Szewczak o Przywieczerskim: Myślę, że on był bardziej wykonawcą. Na pewno nie był to jedyny mózg tej operacji!
Jeśli on (Przywieczerski) jest Napoleonem, to ciekawe kto był cesarzem! To była matka afer, ale również wzorzec na rabowanie państwa Polskiego - powiedział dla Telewizji Republika Janusz Szewczak, poseł Prawa i Sprawiedliwości.
Afera Amber Gold
Dzisiaj o godz. 12 sejmowa komisja śledcza ds. Amber Gold ma rozpocząć przesłuchanie Tomasza Arabskiego b. szefa kancelarii premiera Donalda Tuska; będzie to drugie podejście do przesłuchania tego świadka.
– To człowiek, który zna wiele tajemnic afer z czasów rządów PO-PSL. To Donald Tusk podejmował ostateczne decyzje, ale pan Arabski z pewnością ma wiele na sumieniu. Każdy z świadków był ważny w tej sprawie – mówił nam Janusz Szewczak.
– Być może były wtedy takie decyzje ówczesnych władców, aby nie reagować. Może każdy miał w tym interes. Platforma miała totalne poczucie bezkarności, wydawało im się, że wiecznie będą stać u władzy. Tych afer było wiele – mówił poseł PiS.
AFERA FOZZ
Dariusz Przywieczerski, nazywany "mózgiem afery FOZZ", po 13 latach od wyroku trafił do zakładu karnego. 72-letni dziś biznesmen został w sobotę deportowany z USA do Polski.

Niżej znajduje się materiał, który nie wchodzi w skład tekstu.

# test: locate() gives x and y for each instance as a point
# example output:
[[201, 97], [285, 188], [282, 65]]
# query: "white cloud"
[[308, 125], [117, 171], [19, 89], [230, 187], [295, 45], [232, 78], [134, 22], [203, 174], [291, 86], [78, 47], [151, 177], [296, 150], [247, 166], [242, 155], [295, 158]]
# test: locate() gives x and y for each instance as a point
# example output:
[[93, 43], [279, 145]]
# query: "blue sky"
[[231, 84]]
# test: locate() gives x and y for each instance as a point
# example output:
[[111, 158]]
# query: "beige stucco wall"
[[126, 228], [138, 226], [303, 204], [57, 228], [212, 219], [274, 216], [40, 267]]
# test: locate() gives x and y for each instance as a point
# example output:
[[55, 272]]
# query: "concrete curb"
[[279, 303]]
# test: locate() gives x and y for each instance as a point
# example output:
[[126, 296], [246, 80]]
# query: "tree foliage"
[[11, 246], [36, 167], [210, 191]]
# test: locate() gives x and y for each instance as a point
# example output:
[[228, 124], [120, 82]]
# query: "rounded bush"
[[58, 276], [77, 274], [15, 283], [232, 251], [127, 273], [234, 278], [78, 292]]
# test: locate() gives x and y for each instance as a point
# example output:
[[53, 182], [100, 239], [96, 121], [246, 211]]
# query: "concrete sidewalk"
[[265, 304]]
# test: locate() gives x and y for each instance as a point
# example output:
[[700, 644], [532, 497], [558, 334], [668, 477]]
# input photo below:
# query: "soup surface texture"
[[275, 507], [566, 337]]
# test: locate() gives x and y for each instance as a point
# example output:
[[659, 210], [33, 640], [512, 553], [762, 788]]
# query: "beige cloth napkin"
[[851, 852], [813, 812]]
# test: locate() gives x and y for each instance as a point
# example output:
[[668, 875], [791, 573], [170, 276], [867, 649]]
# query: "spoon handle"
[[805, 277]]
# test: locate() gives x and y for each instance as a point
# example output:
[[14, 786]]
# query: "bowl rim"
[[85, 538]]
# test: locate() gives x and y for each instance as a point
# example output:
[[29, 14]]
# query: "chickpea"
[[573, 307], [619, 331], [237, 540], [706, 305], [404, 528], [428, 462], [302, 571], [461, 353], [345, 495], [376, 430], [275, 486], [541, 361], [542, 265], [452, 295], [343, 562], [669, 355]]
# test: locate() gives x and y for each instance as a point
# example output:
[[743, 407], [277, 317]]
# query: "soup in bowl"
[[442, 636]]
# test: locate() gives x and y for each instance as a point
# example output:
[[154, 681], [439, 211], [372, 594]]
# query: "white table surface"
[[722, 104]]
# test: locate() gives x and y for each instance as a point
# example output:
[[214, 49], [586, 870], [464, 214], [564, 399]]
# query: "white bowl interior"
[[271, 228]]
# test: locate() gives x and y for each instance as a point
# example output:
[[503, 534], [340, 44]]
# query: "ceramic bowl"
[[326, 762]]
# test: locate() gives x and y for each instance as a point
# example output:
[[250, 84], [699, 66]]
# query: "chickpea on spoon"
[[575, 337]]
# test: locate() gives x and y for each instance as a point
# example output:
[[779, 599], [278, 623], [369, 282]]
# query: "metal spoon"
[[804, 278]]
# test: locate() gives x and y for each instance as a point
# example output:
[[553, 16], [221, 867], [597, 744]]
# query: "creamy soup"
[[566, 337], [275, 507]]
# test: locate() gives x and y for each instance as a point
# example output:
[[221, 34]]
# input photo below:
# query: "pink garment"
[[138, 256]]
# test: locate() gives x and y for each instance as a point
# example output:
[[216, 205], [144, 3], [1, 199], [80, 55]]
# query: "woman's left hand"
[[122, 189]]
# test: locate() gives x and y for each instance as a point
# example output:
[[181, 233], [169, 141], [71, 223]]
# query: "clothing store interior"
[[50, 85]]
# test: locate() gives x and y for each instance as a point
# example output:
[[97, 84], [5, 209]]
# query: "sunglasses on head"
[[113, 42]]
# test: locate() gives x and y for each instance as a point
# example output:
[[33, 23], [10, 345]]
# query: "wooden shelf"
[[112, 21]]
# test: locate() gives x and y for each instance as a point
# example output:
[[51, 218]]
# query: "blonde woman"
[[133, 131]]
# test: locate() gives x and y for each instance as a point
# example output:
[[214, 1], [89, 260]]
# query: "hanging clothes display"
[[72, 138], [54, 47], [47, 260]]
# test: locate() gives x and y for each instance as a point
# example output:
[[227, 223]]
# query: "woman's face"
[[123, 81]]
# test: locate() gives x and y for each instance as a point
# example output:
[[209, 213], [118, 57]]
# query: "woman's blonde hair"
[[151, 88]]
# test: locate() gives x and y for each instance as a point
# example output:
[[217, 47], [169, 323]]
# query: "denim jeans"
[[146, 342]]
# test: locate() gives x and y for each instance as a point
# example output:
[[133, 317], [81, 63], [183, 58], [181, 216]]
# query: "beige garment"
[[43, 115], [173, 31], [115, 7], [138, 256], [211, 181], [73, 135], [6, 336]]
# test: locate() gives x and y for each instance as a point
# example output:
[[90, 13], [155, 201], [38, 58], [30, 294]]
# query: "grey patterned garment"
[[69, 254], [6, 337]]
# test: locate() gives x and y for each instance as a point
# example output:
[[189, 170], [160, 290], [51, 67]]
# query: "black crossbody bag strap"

– Jeśli on jest Napoleonem, to ciekawe kto był cesarzem! To była matka afer, ale również wzorzec na rabowanie państwa Polskiego. Mieliśmy szereg wielu afer. (…) W końcu lat 80 zbierałem dokumenty do pracy doktorskiej. (…) Znalazłem fakty, które budziły moje zdziwienie. Otrzymywaliśmy jako państwo po kilkadziesiąt miliony kredytu i nie wiadomo gdzie te pieniądze były lokowane. (…) Szybko zdałem sobie sprawę jak bardzo niebezpieczna jest ta wiedza. (…) Dobrze, że polski rząd jest konsekwentny i sprowadził do Polski pana Przywieczerskiego – mówił Szewczak.
ROLA PRZYWIECZERSKIEGO
– Myślę, że on był bardziej wykonawcą. Na pewno nie był to jedyny mózg tej operacji – ocenił Szewczak.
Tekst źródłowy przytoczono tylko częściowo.